Funding option 1: Company scholarship
For a long time, company scholarships have been the go-to tertiary funding option for many disadvantaged South Africans, especially during the apartheid era. One of the benefits of this option is that company scholarships usually have a work-back period, which provides guaranteed employment upon the completion of your studies.
“Sadly this option has become more difficult to secure due to increased competition as there are more matriculants qualifying for university entrance,” says Mhlongo-Ngwenya. “In addition, there tend to be more scholarships available in fields such as accounting and engineering, for instance, and less in the humanities.”
Funding option 2: Take a gap year and save
A working gap year, whether in South Africa or abroad, allows you to earn some money that can be directed towards funding your tertiary education. Furthermore, additional work experience may be an added advantage when competing for job opportunities later.
The downside is that students who opt to take a gap year will be a year or two older than other graduates upon completion of their studies. However, this is becoming less of an issue for potential employers. Another restriction to consider is that it is unlikely that you can generate enough money in 12 to 24 months to fully fund a diploma or degree, but saving money while working before going to university will ease the financial burden.

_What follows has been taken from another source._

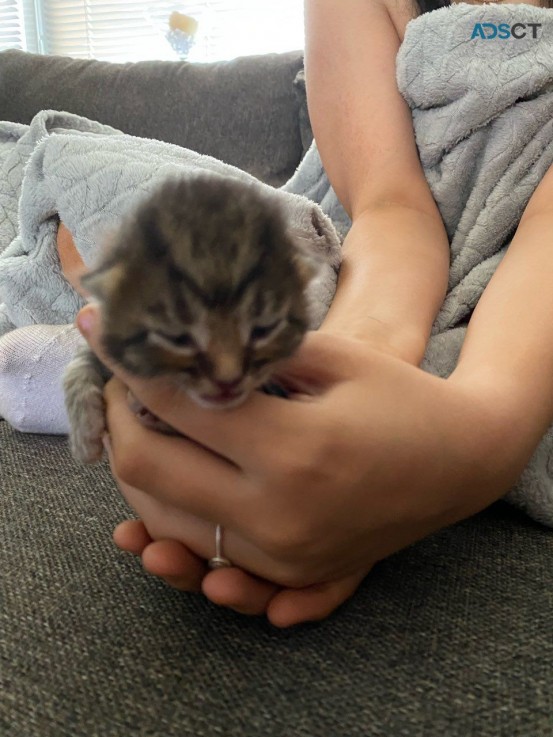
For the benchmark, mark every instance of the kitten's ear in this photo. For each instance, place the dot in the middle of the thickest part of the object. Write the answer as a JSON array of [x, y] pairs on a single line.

Funding option 3: Take out a student loan
A student loan is a reasonably accessible funding option but it comes with the burden of debt.
“Many student loans are only repayable after the student has spent a minimum period in employment, which gives the false illusion that they are easily manageable,” says Mhlongo-Ngwenya. “Not many people realise that interest on the student loan accrues from the day in which the funds are dispersed, thus ballooning the total repayable figure relative to the initial loan amount.”
She says that the advantage of this option is that it affords many more people the opportunity to fund their tertiary education, thus improving their employment prospects.
Funding option 4: Work full time and study part time
Many students in developed economies choose to work straight after high school in order to fund their tertiary studies. This suggestion may not be easily implementable in South Africa where we are facing an estimated 27% national unemployment rate and over 50% youth unemployment rate.
However, if it is possible to secure employment that generates enough income to fund your tertiary education, there are two main benefits: You will not have a huge debt balance at the onset of your working career and you will have years of work experience that other graduates may not, thus adding to your marketability.